Changement aussi d'arène, le 10 novembre 1990, quand Nîmes bat Benfica (31-23) dans l'amphithéâtre romain devant 9 000 spectateurs. "Les joueurs portugais nous ont demandé la cassette du match pour montrer chez eux où ils avaient joué", assure Alain Portes, dont voici un extrait ci-dessus. Le match avait été diffusé en direct sur Canal +, commenté par l'excellent Charles Biétry. Voir l'USAM jouer sous la bulle dans les arènes reste un moment marquant de ce passé européen.

Ce sera aussi le cas en quart de finale contre Barcelone mais l'aventure prend fin face au futur vainqueur de cette édition. Nouvelle déception la saison suivante puisque Nîmes bute encore au même stade, éliminé cette fois-ci par les Danois de Kolding (25-23, 24-23). Classé seulement quatrième en championnat, la Green team ne se qualifie pour aucune compétition européenne lors de l'exercice 1992/1993.

Le vol Braga-Zagreb

De quoi se concentrer sur la première division qu'elle remporte pour la quatrième fois et revenir plus fort. Nîmes est donc en lice pour disputer la première Ligue des Champions de l'histoire, le nouveau nom donné à la Coupe des clubs champions. Fini les phases à élimination directe. Les huit derniers sont répartis en deux poules et seul le premier accède à la finale.

Mais l'USAM échoue à un point de Braga et termine troisième de la compétition. Avec trois matches nuls concédés, un petit but aurait fait la différence notamment contre la formation portugaise. "Ce match nul nous a été fatal", lâche Alain Portes. Si la légende usamiste cherche l'excuse sportive d'autres y voient un complot contre Nîmes. "Pour nous éliminer Braga devait gagner à Zagreb et à la surprise générale ils y sont parvenus. Quelques mois plus tard les joueurs de Zagreb ont été invités à passer 15 jours de vacances à Braga", raconte l'ancien entraîneur, Jean-Paul Martinet, qui assure que l'USAM aurait dû être champion d'Europe cette année-là.
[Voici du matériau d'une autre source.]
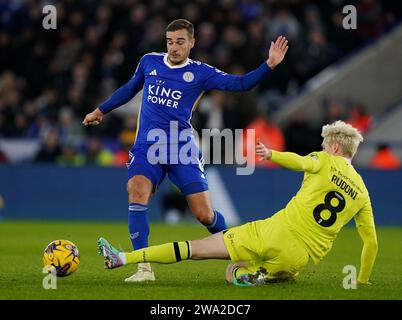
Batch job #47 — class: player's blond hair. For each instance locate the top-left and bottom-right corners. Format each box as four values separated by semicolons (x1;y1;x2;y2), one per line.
321;120;363;158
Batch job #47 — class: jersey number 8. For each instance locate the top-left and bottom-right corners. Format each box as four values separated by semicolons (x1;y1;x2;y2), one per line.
313;191;346;227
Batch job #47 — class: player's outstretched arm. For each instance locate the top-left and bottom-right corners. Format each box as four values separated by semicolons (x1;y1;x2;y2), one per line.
267;36;289;69
203;36;289;91
255;142;321;173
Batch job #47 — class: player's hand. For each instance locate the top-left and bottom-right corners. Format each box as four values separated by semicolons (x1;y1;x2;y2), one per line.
255;141;272;160
267;36;289;69
82;108;103;126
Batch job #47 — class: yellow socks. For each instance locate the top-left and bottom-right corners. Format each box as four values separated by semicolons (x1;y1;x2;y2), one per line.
125;241;191;264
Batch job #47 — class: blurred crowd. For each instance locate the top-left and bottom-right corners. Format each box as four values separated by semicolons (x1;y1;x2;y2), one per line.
0;0;401;166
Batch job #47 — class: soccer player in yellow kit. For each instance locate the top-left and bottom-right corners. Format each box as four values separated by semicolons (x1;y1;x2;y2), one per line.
98;121;377;285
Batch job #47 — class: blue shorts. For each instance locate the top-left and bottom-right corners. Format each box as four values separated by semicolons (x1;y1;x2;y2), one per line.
127;144;208;195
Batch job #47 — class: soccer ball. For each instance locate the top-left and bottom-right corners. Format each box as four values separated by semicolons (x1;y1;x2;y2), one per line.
43;240;80;277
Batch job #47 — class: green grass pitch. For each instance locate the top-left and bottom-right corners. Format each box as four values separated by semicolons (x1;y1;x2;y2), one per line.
0;221;402;300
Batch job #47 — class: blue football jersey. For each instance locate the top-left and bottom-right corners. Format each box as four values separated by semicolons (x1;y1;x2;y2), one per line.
99;53;270;144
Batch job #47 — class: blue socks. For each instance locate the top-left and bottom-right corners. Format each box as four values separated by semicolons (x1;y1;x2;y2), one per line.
128;203;149;250
206;210;227;233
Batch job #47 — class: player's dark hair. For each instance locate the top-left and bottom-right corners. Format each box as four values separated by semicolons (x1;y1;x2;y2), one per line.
166;19;194;38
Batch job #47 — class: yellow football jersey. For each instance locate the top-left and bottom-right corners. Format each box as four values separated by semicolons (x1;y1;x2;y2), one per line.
270;151;374;264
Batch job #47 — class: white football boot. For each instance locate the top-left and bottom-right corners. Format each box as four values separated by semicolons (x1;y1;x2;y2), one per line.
124;263;155;282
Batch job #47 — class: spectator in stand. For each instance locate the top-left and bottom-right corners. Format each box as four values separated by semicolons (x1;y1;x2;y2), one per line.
346;103;373;135
35;129;61;163
370;143;401;169
284;110;321;156
243;113;285;168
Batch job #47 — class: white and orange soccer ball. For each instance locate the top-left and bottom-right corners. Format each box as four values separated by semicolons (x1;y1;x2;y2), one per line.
43;240;80;277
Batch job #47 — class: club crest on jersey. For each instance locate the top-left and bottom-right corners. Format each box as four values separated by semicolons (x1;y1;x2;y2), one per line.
183;71;194;82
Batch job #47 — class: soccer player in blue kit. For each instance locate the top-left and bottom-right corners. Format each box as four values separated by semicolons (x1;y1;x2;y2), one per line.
83;19;288;282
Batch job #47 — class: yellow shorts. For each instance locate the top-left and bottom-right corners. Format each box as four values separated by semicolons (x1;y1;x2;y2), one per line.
223;217;309;280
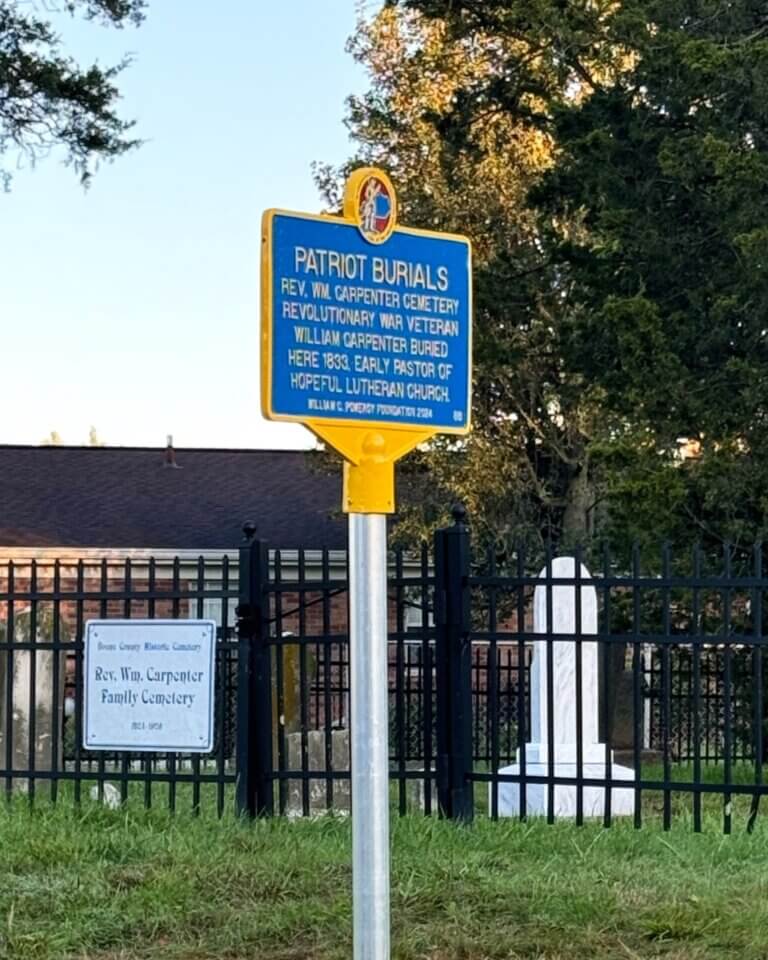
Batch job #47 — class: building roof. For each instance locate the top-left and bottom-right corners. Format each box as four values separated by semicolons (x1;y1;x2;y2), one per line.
0;445;346;552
Le 30 mai dernier, la génération Rebichon, Gallego, Desbonnet, Dupuy, Salou, Tobie, Prandi... a décroché le ticket pour l'Europe (Photo USAM)

Nîmes a approché le trône mais la chute va être terrible. En fin de saison, le club est rétrogradé en deuxième division et placé en liquidation judiciaire car criblé de 11 millions de francs de dettes sous la présidence de Gilbert Baumet, président également à l'époque du Conseil général du Gard. Vainqueur de sa dernière Coupe de France, Nîmes réalisera un dernier baroud d'honneur contre les Croates de RK Medveščak Zagreb (16-30, 24-18), éliminé en 16e de finale.

Un adieu à l'Europe que l'on croyait définitif jusqu'à la saison dernière et cette cinquième place obtenue en Lidl Starligue. Une renaissance illustrée notamment par le président David Tebib arrivé à la tête du club en 2012 : "C'est dans notre ADN de retrouver le plus haut niveau et jouer l'Europe." Relayé sur le terrain par des joueurs qui véhiculent les valeurs usamistes comme le capitaine Julien Rebichon à qui "il ne manque que l'Europe !". Un rêve qui va s'exaucer contre Csurgoi, le 22e adversaire européen des Gardois, le premier Hongrois. C'est l'heure d'écrire le dixième tome du récit de l'USAM en Coupe d'Europe où s'est mêlé le tragique, le comique, voire le burlesque.